The 27 byte version, while slower, definitely wins the contest. The only other
piece that was different from mine was in the last line, where many functions
could easily act as replacements (1–6 in the LIST MATH submenu, mostly). :)

So, who can come up a new challenge?

[nitacku]

<> What about mine!</> :biggrin:
It's 100% accurate according to Gauss's constant

So you mean I didn't have to do all that calculus?

[bfr]

I would hope that finding the arithmetic-geometric mean wouldn't require calculus. :P

[thornahawk]

A late addition, and certainly not the most compact one, but this particular algorithm for the AGM is useful when the product of the two original arguments will overflow:

(highlight below)

1→V:max(A,B→U
√(1−(min(A,B​)/Ans)²→C
While Ans
.5(V+√(V²−Ans²→V
C²/4/Ans→C
End
UV


(the above routine assumes that the two arguments are stored in A and B​).

Appropriate modifications would of course be needed if the assumption of positive A and B is no longer valid.

thornahawk

[DarkerLine]

Wouldn't prod(√(Ans be a valid way to prevent the product from overflowing? Except for the use of stdDev( (which can be avoided), I don't see any way that the routine Goose and I came up with is problematic.

Of course, negative numbers are kind of annoying...

[WikiGuru]

wow, for a second i thought it said calculate the arithmetic and geometric mean of two numbers, i had a program that did it in 23 bytes! hmmm... arithmetic-geometric mean...

[thornahawk]

After more literature-searching, it turns out (to my chagrin! ) that still the best way to do an AGM iteration so that it reliably works for too big or too small numbers (or for that matter, complex numbers), is to use the so-called "homogeneity relation":

AGM(c*a,c*B​) == c*AGM(a,B​)

along with the classical a_i+1 := (a_i+b_i)/2 , b_i+1 := √(a_i*b_i).

So your method, with that modification (whichever of A and B that has the largest magnitude is the appropriate "c"), would still beat the method I had posted.
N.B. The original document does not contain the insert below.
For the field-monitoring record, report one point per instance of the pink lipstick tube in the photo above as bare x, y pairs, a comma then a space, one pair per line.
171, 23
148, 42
For true robustness, one would also check for the case of either one of A and B being zero, in which case the result should be zero.

On my part, I got interested in this topic again because I have had the need to write programs for computing elliptic integrals and elliptic functions, where AGM-based methods are one of the speediest.

thornahawk

P.S. ...and it turns out, in those particular applications, the actual function needed is AGM(1,√(a))!

[DarkerLine]

What magnitude would you want to reduce the numbers to, though? I can't think of any reason computing AGM(1,2) would be more accurate or faster than computing AGM(1000000,2000000).